Comments on @angeldan’s Flickr post reacting to the NYTimes article on Flickr Commons photos being used to train facial recognition software and the initial reaction of how dare they use our photos for this?
FWIW, it was Yahoo that did this, and they no longer own Flickr.
Also, if they only used photos that were licensed for creative commons or commercial use…well, that’s what those licenses are for, right? Pre-emptively giving others permission to use the work under specific terms without them having to ask?
A. The thing is, you have to make an effort to choose a Creative Commons license for your photos. And the licenses are short, and go out of their way to explain what they do. It’s not the default, and it’s not 40 pages of legalese that you’re required to click through just to use the service. Now, if Yahoo used photos that *weren’t* licensed to allow reuse, then that’s another story.
More concerning, IMO, is whether the *subjects* of the photos would have agreed to this use. Not an issue with identifying trees, birds, cars, etc. – the original Flickr Commons collection wasn’t specific to people – but definitely an issue with the face recognition projects, and that’s where things like the Illinois biometrics law come in.
B. Yeah, the uses that the tech has been put to are in many cases creepy, unethical, and dangerous. That’s always a problem with tech. We often don’t anticipate the ways people will abuse it, and that’s something that we need to do more of.
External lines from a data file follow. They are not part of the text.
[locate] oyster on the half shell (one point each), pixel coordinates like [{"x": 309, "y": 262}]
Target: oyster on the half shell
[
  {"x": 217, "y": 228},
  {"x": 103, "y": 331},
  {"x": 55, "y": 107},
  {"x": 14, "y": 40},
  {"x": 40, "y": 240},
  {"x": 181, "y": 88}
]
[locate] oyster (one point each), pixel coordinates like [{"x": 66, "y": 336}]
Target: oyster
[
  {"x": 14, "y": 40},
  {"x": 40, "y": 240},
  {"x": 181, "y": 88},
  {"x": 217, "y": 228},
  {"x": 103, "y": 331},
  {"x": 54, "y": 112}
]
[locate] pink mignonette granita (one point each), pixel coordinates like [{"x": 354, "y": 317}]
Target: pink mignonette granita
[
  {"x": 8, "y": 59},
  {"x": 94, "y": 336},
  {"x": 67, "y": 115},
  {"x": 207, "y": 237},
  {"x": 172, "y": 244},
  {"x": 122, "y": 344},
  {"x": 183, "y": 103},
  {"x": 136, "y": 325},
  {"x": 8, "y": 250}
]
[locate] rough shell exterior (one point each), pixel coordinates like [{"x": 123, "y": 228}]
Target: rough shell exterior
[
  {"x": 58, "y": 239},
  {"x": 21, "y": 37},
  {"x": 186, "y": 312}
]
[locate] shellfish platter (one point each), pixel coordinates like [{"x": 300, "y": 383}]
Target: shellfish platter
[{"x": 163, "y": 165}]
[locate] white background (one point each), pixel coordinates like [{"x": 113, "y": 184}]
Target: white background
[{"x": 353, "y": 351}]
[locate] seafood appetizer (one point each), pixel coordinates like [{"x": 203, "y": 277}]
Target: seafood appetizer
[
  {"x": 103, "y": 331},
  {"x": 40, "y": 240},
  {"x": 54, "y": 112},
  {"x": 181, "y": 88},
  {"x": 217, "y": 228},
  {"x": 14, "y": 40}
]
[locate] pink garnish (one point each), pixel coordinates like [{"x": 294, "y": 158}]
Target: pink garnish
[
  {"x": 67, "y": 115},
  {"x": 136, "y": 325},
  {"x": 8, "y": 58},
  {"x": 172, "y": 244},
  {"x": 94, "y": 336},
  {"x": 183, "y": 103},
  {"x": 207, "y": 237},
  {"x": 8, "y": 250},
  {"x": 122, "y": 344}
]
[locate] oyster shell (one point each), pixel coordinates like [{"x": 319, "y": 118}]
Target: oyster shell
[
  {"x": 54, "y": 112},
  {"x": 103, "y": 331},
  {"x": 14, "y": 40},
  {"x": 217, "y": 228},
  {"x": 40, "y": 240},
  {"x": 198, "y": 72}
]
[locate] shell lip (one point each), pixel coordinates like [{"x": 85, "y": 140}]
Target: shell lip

That’s a *huge* discussion in the tech world right now, and one that needs to be examined more closely, from as many angles as possible.
But is this *Flickr’s* breach of trust?
1. It was Flickr’s former parent company that made the original collection, using images that users had specifically assigned creative commons licenses.
2. It was a team at the University of Washington that narrowed it down to the images of faces, created the MegaFace dataset, and encouraged groups building facial recognition technology to use it for training and testing.
3. It’s still other companies that have been actually using the tech.